Figure 5.

Schematic representations and binding affinities of ASLV receptor and glycoprotein immunoadhesins. (A) Western immunoblot analysis of the soluble forms of the chicken Tva receptor, sTva-mIgG (sTva), the Tvb^S1 receptor, sTvb^S1-mIgG (sTvb) and the Tvc receptor, sTvc-mIgG (sTvc), immunoprecipitated with anti-mouse IgG-agarose beads, and the secreted forms of the SU glycoproteins SU(C)-rIgG (SUC), SU(A)-rIgG (SUA), and SU(B)-rIgG (SUB) immunoprecipitated with anti-rabbit IgG-agarose beads. The precipitated proteins were denatured, separated by SDS-12% PAGE, and transferred to nitrocellulose.

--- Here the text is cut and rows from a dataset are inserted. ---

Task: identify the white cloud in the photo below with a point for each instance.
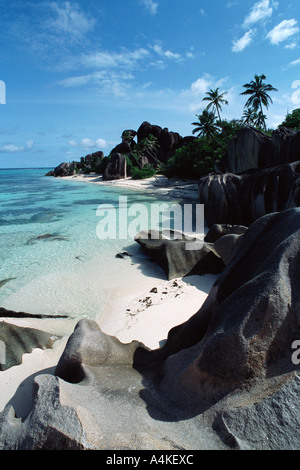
(260, 12)
(168, 54)
(114, 59)
(243, 42)
(283, 31)
(291, 46)
(12, 148)
(150, 6)
(70, 20)
(202, 85)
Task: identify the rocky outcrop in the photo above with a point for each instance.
(21, 340)
(239, 343)
(248, 150)
(117, 168)
(285, 147)
(242, 199)
(65, 169)
(178, 257)
(49, 426)
(224, 379)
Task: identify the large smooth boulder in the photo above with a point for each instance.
(49, 425)
(65, 169)
(220, 195)
(285, 146)
(116, 169)
(251, 149)
(239, 343)
(180, 257)
(168, 141)
(20, 340)
(242, 199)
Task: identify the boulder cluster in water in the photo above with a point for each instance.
(228, 378)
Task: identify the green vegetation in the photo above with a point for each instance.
(206, 125)
(258, 98)
(197, 158)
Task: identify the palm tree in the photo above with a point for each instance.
(216, 101)
(249, 117)
(206, 125)
(259, 97)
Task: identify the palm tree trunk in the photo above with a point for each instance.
(226, 137)
(262, 114)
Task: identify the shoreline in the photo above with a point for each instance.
(171, 187)
(141, 306)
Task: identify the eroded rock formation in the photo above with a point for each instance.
(117, 168)
(242, 199)
(223, 379)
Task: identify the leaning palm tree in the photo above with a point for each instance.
(249, 117)
(260, 120)
(259, 97)
(206, 125)
(216, 100)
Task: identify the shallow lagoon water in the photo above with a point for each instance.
(51, 260)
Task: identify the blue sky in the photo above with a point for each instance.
(78, 73)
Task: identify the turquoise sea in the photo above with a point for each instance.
(51, 260)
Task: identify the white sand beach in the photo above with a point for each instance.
(142, 305)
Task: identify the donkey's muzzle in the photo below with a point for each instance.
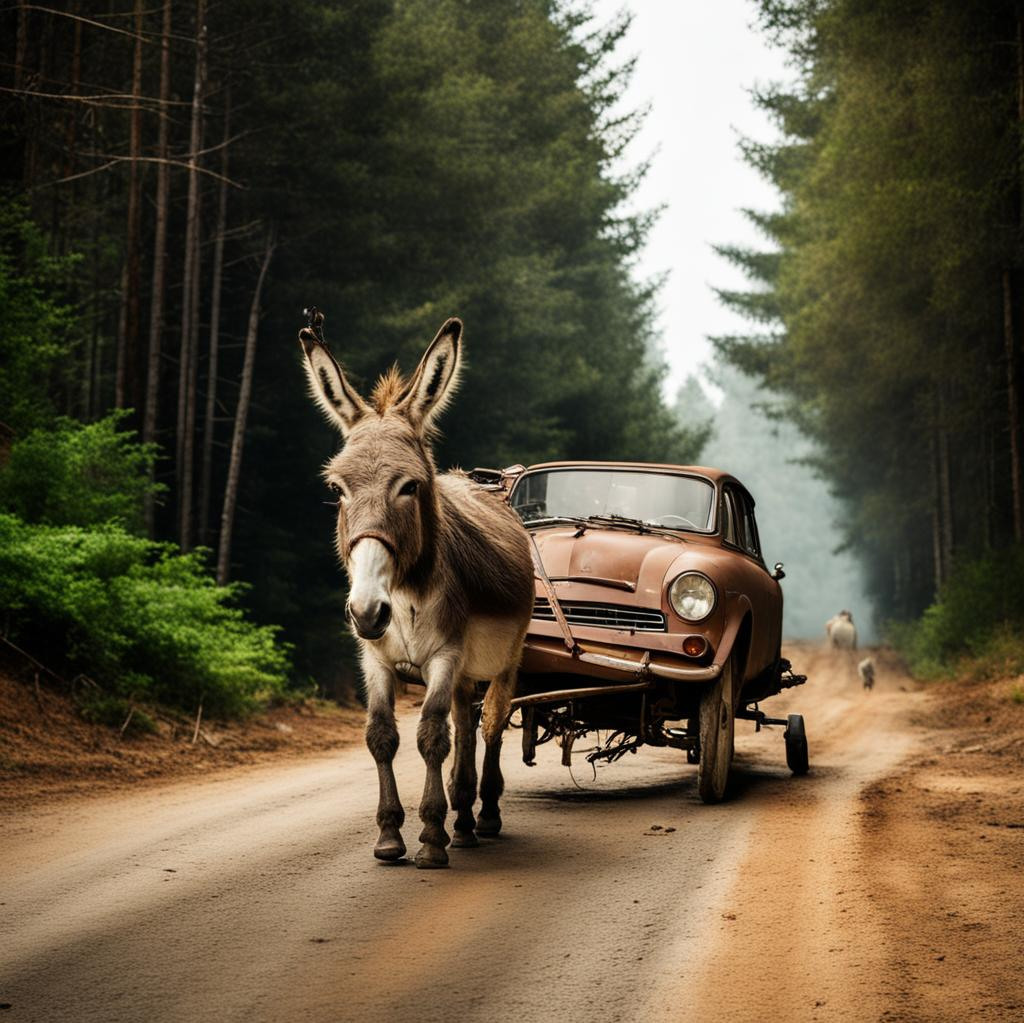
(372, 622)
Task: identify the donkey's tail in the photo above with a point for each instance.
(498, 705)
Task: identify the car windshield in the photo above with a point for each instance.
(662, 499)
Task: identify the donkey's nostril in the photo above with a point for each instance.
(372, 622)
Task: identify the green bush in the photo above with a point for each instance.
(79, 474)
(145, 622)
(977, 624)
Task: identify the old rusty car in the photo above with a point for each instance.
(655, 621)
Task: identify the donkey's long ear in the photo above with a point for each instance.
(435, 378)
(340, 401)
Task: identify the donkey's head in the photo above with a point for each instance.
(384, 475)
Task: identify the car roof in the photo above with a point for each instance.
(710, 473)
(696, 470)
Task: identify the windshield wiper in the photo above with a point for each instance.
(633, 523)
(554, 520)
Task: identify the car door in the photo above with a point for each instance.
(763, 591)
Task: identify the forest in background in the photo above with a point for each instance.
(798, 518)
(181, 179)
(888, 301)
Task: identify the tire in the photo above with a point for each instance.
(718, 729)
(796, 744)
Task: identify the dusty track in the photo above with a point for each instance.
(253, 895)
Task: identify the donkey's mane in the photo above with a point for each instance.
(388, 390)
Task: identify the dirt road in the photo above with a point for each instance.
(254, 896)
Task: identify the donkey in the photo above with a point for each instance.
(441, 588)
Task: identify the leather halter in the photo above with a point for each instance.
(372, 535)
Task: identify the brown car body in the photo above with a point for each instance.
(629, 568)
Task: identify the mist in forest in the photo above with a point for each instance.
(798, 518)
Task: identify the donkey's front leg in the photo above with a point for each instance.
(434, 743)
(382, 739)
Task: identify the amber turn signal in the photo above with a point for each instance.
(693, 646)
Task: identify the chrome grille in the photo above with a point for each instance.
(602, 615)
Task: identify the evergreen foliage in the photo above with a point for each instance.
(414, 160)
(145, 622)
(80, 474)
(888, 307)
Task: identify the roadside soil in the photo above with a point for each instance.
(890, 889)
(883, 887)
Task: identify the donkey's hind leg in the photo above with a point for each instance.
(462, 783)
(497, 706)
(382, 740)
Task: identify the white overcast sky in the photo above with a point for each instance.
(697, 60)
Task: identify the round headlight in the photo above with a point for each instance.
(692, 596)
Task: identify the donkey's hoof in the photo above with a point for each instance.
(464, 840)
(389, 847)
(431, 857)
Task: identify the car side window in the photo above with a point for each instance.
(749, 530)
(729, 518)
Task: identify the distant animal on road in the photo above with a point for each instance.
(441, 587)
(866, 672)
(841, 632)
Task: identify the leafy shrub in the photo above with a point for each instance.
(142, 620)
(79, 474)
(977, 624)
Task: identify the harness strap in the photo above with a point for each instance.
(541, 573)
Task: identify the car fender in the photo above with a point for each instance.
(736, 611)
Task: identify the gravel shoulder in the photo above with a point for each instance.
(882, 887)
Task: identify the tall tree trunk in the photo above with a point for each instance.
(938, 573)
(189, 294)
(151, 418)
(241, 415)
(126, 375)
(212, 367)
(71, 135)
(20, 45)
(946, 494)
(1013, 409)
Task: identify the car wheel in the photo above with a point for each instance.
(718, 727)
(796, 744)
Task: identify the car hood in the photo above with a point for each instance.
(632, 565)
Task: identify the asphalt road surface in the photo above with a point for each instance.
(254, 895)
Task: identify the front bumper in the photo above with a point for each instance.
(547, 655)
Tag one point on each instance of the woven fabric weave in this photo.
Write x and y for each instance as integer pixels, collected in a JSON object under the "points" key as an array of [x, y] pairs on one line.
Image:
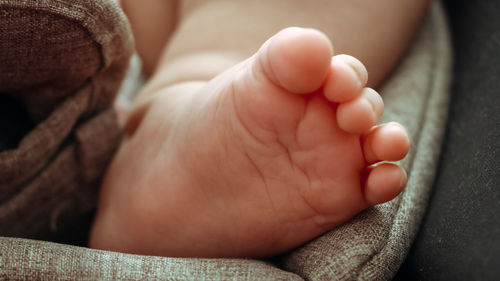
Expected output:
{"points": [[369, 247]]}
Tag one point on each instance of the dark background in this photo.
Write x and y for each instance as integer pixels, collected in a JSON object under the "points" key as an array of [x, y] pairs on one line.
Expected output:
{"points": [[460, 235]]}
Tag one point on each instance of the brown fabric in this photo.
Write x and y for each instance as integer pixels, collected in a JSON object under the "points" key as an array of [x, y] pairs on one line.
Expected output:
{"points": [[63, 61], [369, 247]]}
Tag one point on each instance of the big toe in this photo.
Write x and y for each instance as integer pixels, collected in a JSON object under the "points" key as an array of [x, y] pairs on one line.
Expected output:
{"points": [[296, 59], [383, 183]]}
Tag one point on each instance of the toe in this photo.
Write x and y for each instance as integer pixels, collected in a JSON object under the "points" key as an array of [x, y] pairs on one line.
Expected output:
{"points": [[296, 59], [388, 142], [383, 183], [346, 79], [359, 115]]}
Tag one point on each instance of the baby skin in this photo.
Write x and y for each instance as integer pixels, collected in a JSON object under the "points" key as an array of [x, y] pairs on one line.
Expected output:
{"points": [[266, 156]]}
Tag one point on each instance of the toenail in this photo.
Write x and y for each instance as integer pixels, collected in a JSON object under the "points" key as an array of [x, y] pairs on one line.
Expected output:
{"points": [[403, 177], [357, 67]]}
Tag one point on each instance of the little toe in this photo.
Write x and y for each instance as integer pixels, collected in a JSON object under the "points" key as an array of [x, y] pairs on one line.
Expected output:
{"points": [[383, 183], [388, 142], [296, 59], [360, 115], [346, 79]]}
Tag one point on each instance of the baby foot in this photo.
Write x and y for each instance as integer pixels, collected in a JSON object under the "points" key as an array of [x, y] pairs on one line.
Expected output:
{"points": [[266, 156]]}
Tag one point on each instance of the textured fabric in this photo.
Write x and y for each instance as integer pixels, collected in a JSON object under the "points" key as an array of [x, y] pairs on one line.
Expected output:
{"points": [[62, 62], [374, 244], [369, 247], [460, 234]]}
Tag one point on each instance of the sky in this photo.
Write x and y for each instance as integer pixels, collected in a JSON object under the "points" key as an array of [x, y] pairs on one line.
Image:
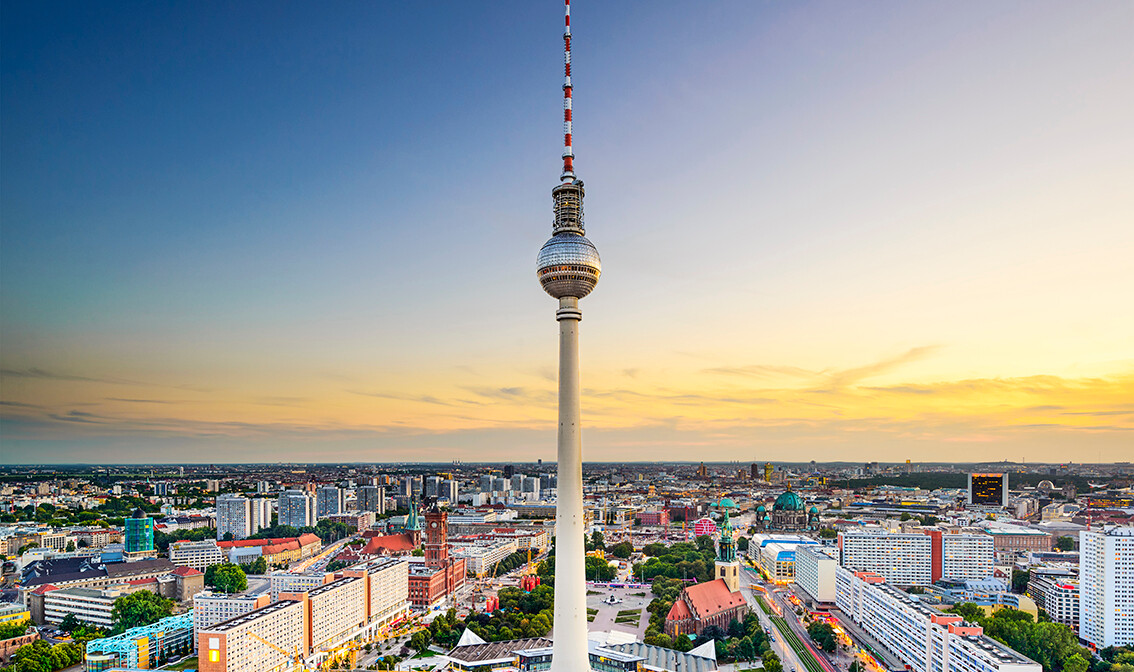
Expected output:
{"points": [[284, 231]]}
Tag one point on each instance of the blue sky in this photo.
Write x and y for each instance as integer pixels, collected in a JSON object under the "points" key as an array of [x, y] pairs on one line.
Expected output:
{"points": [[255, 226]]}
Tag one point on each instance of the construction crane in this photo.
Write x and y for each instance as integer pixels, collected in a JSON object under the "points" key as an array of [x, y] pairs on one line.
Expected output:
{"points": [[294, 656]]}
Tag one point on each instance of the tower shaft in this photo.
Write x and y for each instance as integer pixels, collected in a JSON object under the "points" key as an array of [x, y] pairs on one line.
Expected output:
{"points": [[569, 653]]}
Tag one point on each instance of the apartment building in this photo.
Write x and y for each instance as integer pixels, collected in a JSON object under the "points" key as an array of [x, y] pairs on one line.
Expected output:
{"points": [[814, 571], [1106, 585], [336, 610], [196, 554], [922, 638], [1056, 592], [256, 641], [210, 609], [296, 509]]}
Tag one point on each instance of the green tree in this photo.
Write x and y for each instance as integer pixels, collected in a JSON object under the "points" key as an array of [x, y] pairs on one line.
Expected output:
{"points": [[140, 609], [227, 578]]}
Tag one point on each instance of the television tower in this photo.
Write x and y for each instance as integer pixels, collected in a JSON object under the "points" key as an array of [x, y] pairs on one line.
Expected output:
{"points": [[568, 269]]}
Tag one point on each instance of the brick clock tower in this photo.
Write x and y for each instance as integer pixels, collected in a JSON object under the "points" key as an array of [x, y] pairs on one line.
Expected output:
{"points": [[437, 537]]}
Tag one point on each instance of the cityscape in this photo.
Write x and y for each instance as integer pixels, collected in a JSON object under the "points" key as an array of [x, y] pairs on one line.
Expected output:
{"points": [[854, 393]]}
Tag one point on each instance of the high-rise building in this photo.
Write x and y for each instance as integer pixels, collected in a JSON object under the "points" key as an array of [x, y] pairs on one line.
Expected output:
{"points": [[296, 509], [372, 498], [989, 490], [234, 516], [328, 501], [1106, 586], [917, 635], [138, 534], [568, 268]]}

The filters were probed with either peroxidase-conjugated goat anti-mouse IgG or goat anti-rabbit IgG, and the bound protein–antibody complexes visualized by chemiluminescence using Kodak X-Omat film. Molecular sizes (in kilodaltons) are given on the left. (B–E) Uninfected DF-1 cells (B) and DF-1 cells chronically infected with either ASLV(A) (C), ASLV(B) (D), or ASLV(C) (E) and uninfected DF-1 cells (B) were fixed with paraformaldehyde and incubated with different amounts of each secreted SU-rIgG (B) or each soluble receptor–mIgG (C–E). The receptor–viral glycoprotein complexes were bound to either goat anti-mouse IgG or goat anti-rabbit IgG linked to phycoerythrin. The amount of phycoerythrin bound to the cells was measured by FACS, and the maximum fluorescence was estimated. The data were plotted as percent maximum fluorescence bound versus concentration of the soluble receptor–mIgG or secreted SU-rIgG. The values shown are averages and standard deviations (error bars) of three experiments. (B) A, SU(A)-rIgG; B, SU(B)-rIgG; C, SU(C)-rIgG. (C–E): A, sTva-mIgG; B, sTvb^S1-mIgG; C, sTvc-mIgG. (F) Estimated binding affinities of the soluble forms of the ASLV receptors for ASLV envelope glycoproteins expressed on the surface of infected DF-1 cells, and soluble forms of the ASLV surface glycoproteins for endogenous levels of the ASLV receptors expressed on DF-1 cells. ^a Apparent Kd values were estimated by fitting the data via nonlinear least squares to a log logistic growth curve function as described in Materials and Methods. Each result is the average and standard deviation from three experiments. ^b n.d.b.—no detectable binding. Gray fields indicate binding reactions not performed.